15Zina edenin gözü alaca karanlıktadır,‹Beni kimse görmez› diye düşünür,Yüzünü örtüyle gizler.
15El ojo del adúltero está aguardando la noche, Diciendo: No me verá nadie: Y esconde su rostro.
16Hırsızlar karanlıkta evleri deler,Gündüz gizlenir, ışık nedir bilmezler.
16En las tinieblas minan las casas, Que de día para sí señalaron; No conocen la luz.
17Çünkü zifiri karanlık, sabahıdır onların,Karanlığın dehşetiyle dostturlar.
17Porque la mañana es á todos ellos como sombra de muerte; Si son conocidos, terrores de sombra de muerte los toman.
18‹‹Diyorsunuz ki, ‹Suyun üstündeki köpüktür onlar,Lanetlidir ülkedeki payları,Kimse bağlara gitmez.

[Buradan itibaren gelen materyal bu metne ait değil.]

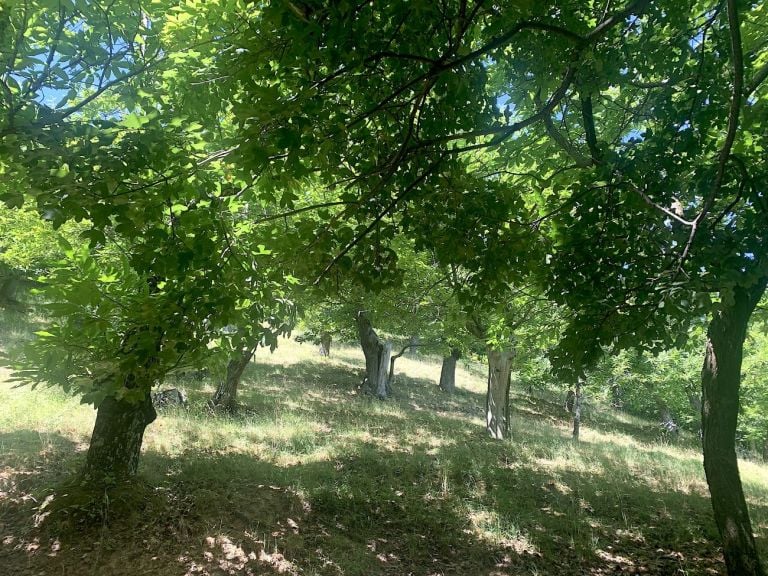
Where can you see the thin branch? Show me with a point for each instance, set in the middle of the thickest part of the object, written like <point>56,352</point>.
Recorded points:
<point>737,58</point>
<point>395,201</point>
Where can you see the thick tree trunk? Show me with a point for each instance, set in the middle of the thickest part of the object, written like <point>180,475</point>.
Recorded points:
<point>325,344</point>
<point>448,371</point>
<point>225,397</point>
<point>497,397</point>
<point>577,410</point>
<point>414,342</point>
<point>377,355</point>
<point>113,454</point>
<point>720,381</point>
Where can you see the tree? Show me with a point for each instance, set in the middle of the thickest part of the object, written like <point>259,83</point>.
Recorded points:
<point>614,127</point>
<point>159,279</point>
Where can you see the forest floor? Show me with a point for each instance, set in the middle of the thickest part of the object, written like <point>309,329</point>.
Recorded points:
<point>312,477</point>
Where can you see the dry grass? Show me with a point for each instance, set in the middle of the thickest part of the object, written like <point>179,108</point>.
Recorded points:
<point>313,478</point>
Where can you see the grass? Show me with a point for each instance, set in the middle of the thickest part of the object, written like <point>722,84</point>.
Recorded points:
<point>313,478</point>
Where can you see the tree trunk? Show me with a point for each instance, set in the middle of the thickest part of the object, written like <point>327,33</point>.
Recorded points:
<point>113,454</point>
<point>448,371</point>
<point>325,344</point>
<point>577,410</point>
<point>225,397</point>
<point>720,381</point>
<point>377,355</point>
<point>497,397</point>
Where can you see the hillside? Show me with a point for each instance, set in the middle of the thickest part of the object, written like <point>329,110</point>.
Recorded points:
<point>312,478</point>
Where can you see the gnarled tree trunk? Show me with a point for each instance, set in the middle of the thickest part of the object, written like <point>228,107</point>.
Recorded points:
<point>113,454</point>
<point>225,397</point>
<point>325,344</point>
<point>377,354</point>
<point>720,382</point>
<point>497,396</point>
<point>448,371</point>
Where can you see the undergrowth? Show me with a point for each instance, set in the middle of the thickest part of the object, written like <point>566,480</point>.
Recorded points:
<point>310,477</point>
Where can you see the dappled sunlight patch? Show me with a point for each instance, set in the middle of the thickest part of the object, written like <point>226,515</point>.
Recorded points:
<point>487,525</point>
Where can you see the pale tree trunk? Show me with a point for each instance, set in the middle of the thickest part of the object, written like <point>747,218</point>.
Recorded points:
<point>377,355</point>
<point>115,446</point>
<point>225,397</point>
<point>113,454</point>
<point>497,396</point>
<point>448,371</point>
<point>720,382</point>
<point>325,344</point>
<point>413,344</point>
<point>577,409</point>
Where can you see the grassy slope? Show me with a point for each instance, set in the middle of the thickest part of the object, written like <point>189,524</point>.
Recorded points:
<point>314,479</point>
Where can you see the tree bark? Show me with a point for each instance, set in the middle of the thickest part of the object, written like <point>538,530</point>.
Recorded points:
<point>720,382</point>
<point>377,355</point>
<point>413,345</point>
<point>448,371</point>
<point>113,454</point>
<point>225,397</point>
<point>325,344</point>
<point>577,410</point>
<point>497,397</point>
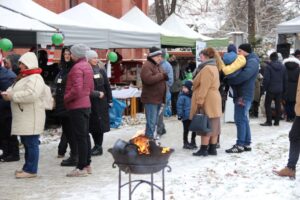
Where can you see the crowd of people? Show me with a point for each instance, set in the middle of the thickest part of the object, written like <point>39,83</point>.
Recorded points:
<point>83,96</point>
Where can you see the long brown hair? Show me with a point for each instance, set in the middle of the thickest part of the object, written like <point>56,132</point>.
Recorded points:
<point>212,53</point>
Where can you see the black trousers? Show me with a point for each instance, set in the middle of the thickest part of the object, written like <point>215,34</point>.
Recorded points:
<point>174,97</point>
<point>186,125</point>
<point>277,98</point>
<point>294,137</point>
<point>67,138</point>
<point>97,137</point>
<point>9,143</point>
<point>80,128</point>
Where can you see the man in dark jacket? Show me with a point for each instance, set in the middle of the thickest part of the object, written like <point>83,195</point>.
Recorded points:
<point>154,89</point>
<point>244,84</point>
<point>79,86</point>
<point>274,85</point>
<point>9,143</point>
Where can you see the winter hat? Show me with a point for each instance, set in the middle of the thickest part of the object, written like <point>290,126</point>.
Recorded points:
<point>188,84</point>
<point>246,47</point>
<point>154,51</point>
<point>231,48</point>
<point>79,50</point>
<point>30,60</point>
<point>274,56</point>
<point>297,53</point>
<point>90,54</point>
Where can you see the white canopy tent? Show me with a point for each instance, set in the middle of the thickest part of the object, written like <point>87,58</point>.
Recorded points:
<point>291,26</point>
<point>121,34</point>
<point>177,25</point>
<point>73,31</point>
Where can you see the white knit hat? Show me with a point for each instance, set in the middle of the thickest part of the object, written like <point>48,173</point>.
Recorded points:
<point>79,50</point>
<point>90,54</point>
<point>30,60</point>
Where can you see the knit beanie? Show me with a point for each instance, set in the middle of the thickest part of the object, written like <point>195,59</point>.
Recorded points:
<point>231,48</point>
<point>188,84</point>
<point>154,51</point>
<point>30,60</point>
<point>90,54</point>
<point>79,50</point>
<point>246,47</point>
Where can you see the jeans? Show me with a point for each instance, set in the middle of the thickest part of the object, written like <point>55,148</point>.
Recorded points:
<point>242,123</point>
<point>152,112</point>
<point>80,128</point>
<point>31,145</point>
<point>268,101</point>
<point>294,151</point>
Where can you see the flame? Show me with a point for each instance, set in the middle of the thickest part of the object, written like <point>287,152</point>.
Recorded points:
<point>142,142</point>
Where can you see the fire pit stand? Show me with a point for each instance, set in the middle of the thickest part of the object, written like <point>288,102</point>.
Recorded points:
<point>131,187</point>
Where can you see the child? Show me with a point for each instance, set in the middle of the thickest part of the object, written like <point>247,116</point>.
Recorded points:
<point>183,112</point>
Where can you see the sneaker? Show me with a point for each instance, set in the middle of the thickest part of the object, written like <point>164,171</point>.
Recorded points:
<point>25,175</point>
<point>70,162</point>
<point>286,172</point>
<point>235,149</point>
<point>88,169</point>
<point>77,173</point>
<point>247,148</point>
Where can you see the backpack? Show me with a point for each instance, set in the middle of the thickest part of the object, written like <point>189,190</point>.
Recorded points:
<point>47,98</point>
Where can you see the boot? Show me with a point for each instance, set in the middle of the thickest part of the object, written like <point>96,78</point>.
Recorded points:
<point>212,149</point>
<point>97,150</point>
<point>69,162</point>
<point>202,151</point>
<point>286,172</point>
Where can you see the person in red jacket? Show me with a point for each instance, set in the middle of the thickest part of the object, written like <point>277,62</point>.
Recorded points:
<point>79,86</point>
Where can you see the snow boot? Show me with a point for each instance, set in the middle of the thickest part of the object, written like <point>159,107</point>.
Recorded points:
<point>202,151</point>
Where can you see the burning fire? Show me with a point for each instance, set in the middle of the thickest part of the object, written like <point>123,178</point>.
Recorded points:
<point>142,142</point>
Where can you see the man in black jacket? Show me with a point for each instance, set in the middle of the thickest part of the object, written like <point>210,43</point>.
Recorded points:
<point>274,85</point>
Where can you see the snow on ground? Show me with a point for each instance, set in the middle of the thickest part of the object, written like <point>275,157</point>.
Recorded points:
<point>226,176</point>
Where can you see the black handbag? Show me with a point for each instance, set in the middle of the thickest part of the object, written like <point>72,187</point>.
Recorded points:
<point>200,124</point>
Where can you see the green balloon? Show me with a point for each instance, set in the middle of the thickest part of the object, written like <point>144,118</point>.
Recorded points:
<point>6,44</point>
<point>112,56</point>
<point>57,39</point>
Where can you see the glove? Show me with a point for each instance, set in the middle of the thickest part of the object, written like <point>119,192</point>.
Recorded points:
<point>166,78</point>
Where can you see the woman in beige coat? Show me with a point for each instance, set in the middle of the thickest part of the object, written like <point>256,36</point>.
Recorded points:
<point>206,98</point>
<point>28,111</point>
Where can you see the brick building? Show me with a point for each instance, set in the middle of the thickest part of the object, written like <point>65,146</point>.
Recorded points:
<point>116,8</point>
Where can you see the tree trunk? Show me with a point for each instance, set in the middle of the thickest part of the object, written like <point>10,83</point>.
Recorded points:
<point>251,22</point>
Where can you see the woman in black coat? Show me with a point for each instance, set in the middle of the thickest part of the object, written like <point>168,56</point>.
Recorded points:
<point>101,99</point>
<point>292,73</point>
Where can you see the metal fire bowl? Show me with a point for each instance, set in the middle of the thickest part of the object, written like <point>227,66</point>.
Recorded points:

18Son instables más que la superficie de las aguas; Su porción es maldita en la tierra; No andarán por el camino de las viñas.
19Kuraklık ve sıcağın eriyen karı alıp götürdüğü gibiÖlüler diyarı da günahlıları alıp götürür.
19La sequía y el calor arrebatan las aguas de la nieve; Y el sepulcro á los pecadores.
20Rahim onları unutacak,Kurtlara yem olacak,Bir daha anılmayacaklar.Haksızlık bir ağaç gibi kırılacak.
20Olvidaráse de ellos el seno materno; de ellos sentirán los gusanos dulzura; Nunca más habrá de ellos memoria, Y como un árbol serán los impíos quebrantados.
21Onlar çocuğu olmayan kısır kadınları yolar,Dul kadına iyilik etmezler.
21A la mujer estéril que no paría, afligió; Y á la viuda nunca hizo bien.
22Tanrı, gücüyle zorbaları yok eder,Harekete geçince zorbaların yaşama umudu kalmaz.
22Mas á los fuertes adelantó con su poder: Levantóse, y no se da por segura la vida.
23Tanrı onlara güven verir, Ona güvenirler,Ama gözü yürüdükleri yoldadır.
23Le dieron á crédito, y se afirmó: Sus ojos están sobre los caminos de ellos.
24Kısa süre yükselir, sonra yok olurlar,Düşerler, tıpkı ötekiler gibi alınıp götürülür,Başak başı gibi kesilirler.›
24Fueron ensalzados por un poco, mas desaparecen, Y son abatidos como cada cual: serán encerrados, Y cortados como cabezas de espigas.
25‹‹Böyle değilse, kim beni yalancı çıkarabilir,Söylediklerimin boş olduğunu gösterebilir?››
25Y si no, ¿quién me desmentirá ahora, O reducirá á nada mis palabras?